(EnergyAsia, April 30, Monday) — Non-OPEC peak oil, or the point of maximum production of oil, will not occur before 2014, said consultant Wood Mackenzie.
Disputing views that any pinnacle is within sight, Wood Mackenzie said its in-depth field-by-field research provides evidence that strong supply growth will prevail in the short term. In fact, barring unexpected disruptions to production, total global capacity is forecast to grow steadily from 86.3 million b/d in 2006 to 96.7 million b/d in 2010.
Kate Broughton, Wood Mackenzie’s Head of Oils Research, said that when global spare production capacity reached a low in 2004, largely driven by unexpectedly high oil demand in China, some observers felt that oil supply was unable to keep pace with demand and would imminently peak.
“Since 2004, however, investment in both non-OPEC and OPEC projects has opened up the spare capacity metric, according to Wood Mackenzie’s latest oil market analysis. This upstream investment has given us a clearer vision of medium term supply growth potential,” she said.
Ms Broughton expects Russia to provide the greatest supply growth in the period 2006-2012, followed by Canadian oil sands production, Brazilian deepwater production, Kazakhstan and Azerbaijan.
The most important projects, in terms of barrels/day (b/d) average addition in 2007, are Azeri Chirag Guneshli in Azerbaijan (255,000 b/d), Buzzard in the UK (140,000 b/d) and the Sakhalin-1 Area in Russia (130,000 b/d).

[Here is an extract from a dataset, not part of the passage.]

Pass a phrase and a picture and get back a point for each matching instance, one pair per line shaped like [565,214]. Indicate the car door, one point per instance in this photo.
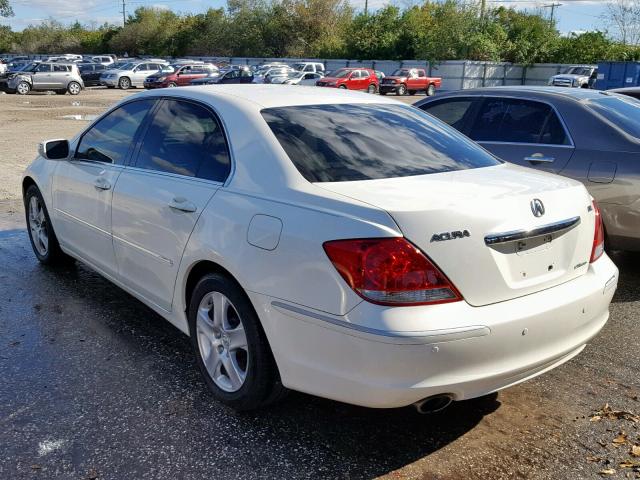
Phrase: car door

Collectively, the top 25 individual projects which provide greatest non-OPEC growth are expected to add 2.1 million b/d of supply in 2007.
The picture in the Asia Pacific region is less bullish, with India being the only country here to make it to the list of top 10 contributors to non-OPEC oil/NGL supply growth to 2012. Like Malaysia, Vietnam and New Zealand, the country’s production will likely see growth in the short term, but this will not be enough to reverse the region’s gradual decline in output.
The situation is forecast to deteriorate further in the longer term. Production in the region will decline without exceptional levels of future exploration success, with China’s slide expected to accelerate to 6% per annum after 2020.
China is the region’s largest oil producer, putting out close to half of the region’s total volume. Overall, Asia Pacific’s contribution to global oil/NGL capacity will likely fall from 9% (some 8 million b/d) in 2006 to 5% (about 5.2 million b/d) in 2025.
“This means that exploration success is critical to Asia Pacific’s long-term oil production outlook,” said Ms Broughton, pointing out that “yet-to-find” oil production is expected to account for 17% of the region’s output in 2020, rising sharply to 28% in 2025.
Malaysia is the only country in the region that will buck this long-term trend. It produced about 750,000 b/d in 2006, and is expected to yield 825,000 b/d in 2025.
“In stark contrast to the outlook at the turn of the last decade, when production declines from core legacy fields were a major concern, a series of world-class deepwater discoveries have set the scene for a resurgence in output,” said Ms Broughton.
She added that Malaysian oil/NGL production beyond 2008 will be heavily determined by deepwater developments. With the 340 million barrel Kikeh and 400 million barrel Gumusut/Kakap fields expected onstream in the next five years, these deepwater oil discoveries will provide a welcome boost to declining legacy production.
“Should exploration success continue, we believe that Malaysia’s output will continue to grow until at least 2015,” she said.
Total world oil/NGL supply is expected to climb until 2025 at least, with expected capacity growth from OPEC countries and the development of unconventional sources such as biofuels, gas-to-liquids, coal-to-liquid and shale oil more than compensating for the decline from non-OPEC countries that will set in from the middle of the next decade.
“We firmly believe that peak oil is anything but imminent, while recognising that ground risks do remain. With global oil/NGL production capacity forecast to rise from 88.4 million b/d currently to 103.3 million b/d in 2015, we anticipate that oil consumers may well see some softening of the oil price in the medium term.”
However, although supply capacity is forecast to increase further to 110.2 million b/d in 2025, Wood Mackenzie forecasts OPEC’s spare productive capacity will become increasingly tight, with implications for significantly higher prices heading towards 2020.